M&A IN STRESSED INDIAN COMPANIES – WILL THE SEBI AMENDMENTS HELP?
The SEBI has permitted stressed companies to undertake a preferential issue at a price, which is the average of the weekly high and low of the volume-weighted average price (“VWAP”) of its equity shares during the preceding two (2) weeks.
In order to be eligible to avail of the foregoing relaxation, a stressed company must comply with any two (2) of the following requirements:
- the company must have disclosed a default in payment of interest or repayment of the principal amount on loans availed from banks, financial institutions, systemically important non-deposit taking non-banking financial companies, deposit-taking non-banking financial companies and/or listed or unlisted debt securities, and such a default must continue for a period of at least ninety (90) days after its occurrence;
- the company must be subject to an inter-creditor agreement in terms of the Reserve Bank of India’s Prudential Framework for Resolution of Stressed Assets; and
- the company’s credit rating must have been downgraded to “D”.

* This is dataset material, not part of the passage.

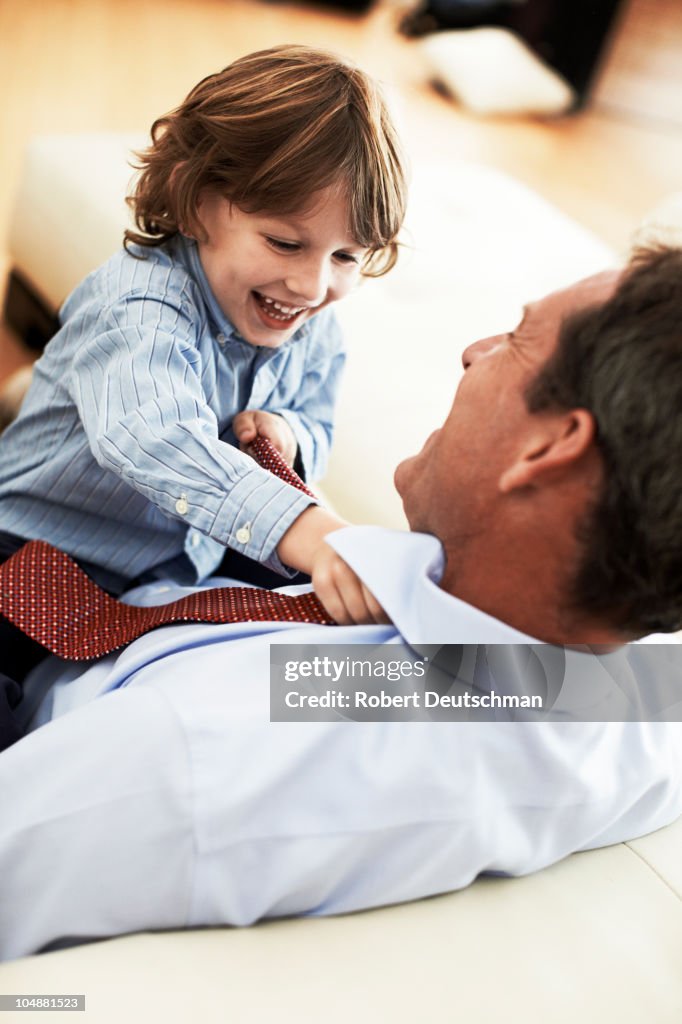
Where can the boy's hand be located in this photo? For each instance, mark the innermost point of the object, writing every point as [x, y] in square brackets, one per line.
[256, 421]
[344, 595]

In addition, as regards the preferential issue, a stressed company must comply with the below-listed conditions, including, inter alias:
- the preferential issue can only be made to a person who is not a promoter or a part of the promoter group of the issuer company as on the date of the board meeting to approve the issue;
- the preferential issue cannot be made to certain categories of persons like un-discharged insolvents, willful defaulters, fugitive economic offenders, disqualified directors and persons barred from dealing in securities;
- the proceeds of the preferential issue cannot be used for repayment of loans taken from promoters, the promoter group or group companies of the issuer company, and the end-use of the capital raised has to be disclosed to the shareholders;
- an unrelated public financial institution or scheduled commercial bank is to be engaged to monitor the end-use of the proceeds of the issue; and
- the shares are subject to a lock-in period of three (3) years.
Once the aforesaid criteria are met, any preferential issue undertaken by stressed companies is exempt from the SEBI’s open offer requirements, even if the prescribed thresholds are exceeded.
In our view:
- The relaxed pricing norm for a preferential issue by a stressed company is a great move and will ensure that the issue price reflects the most recent market price of the issuer company.
- This avenue opens the way for distressed funds and strategic buyers to acquire stakes in good quality public companies under stress, especially at a time when the insolvency process is closed and acquiring companies in an insolvency process is not possible.
- Promoters have been excluded from acquiring shares under these rules; therefore, buyers will have more room to negotiate harder.
- The lock-in requirement may be a dampener, but for patient money looking at a discounted entry point, a three (3) year time horizon is not too long.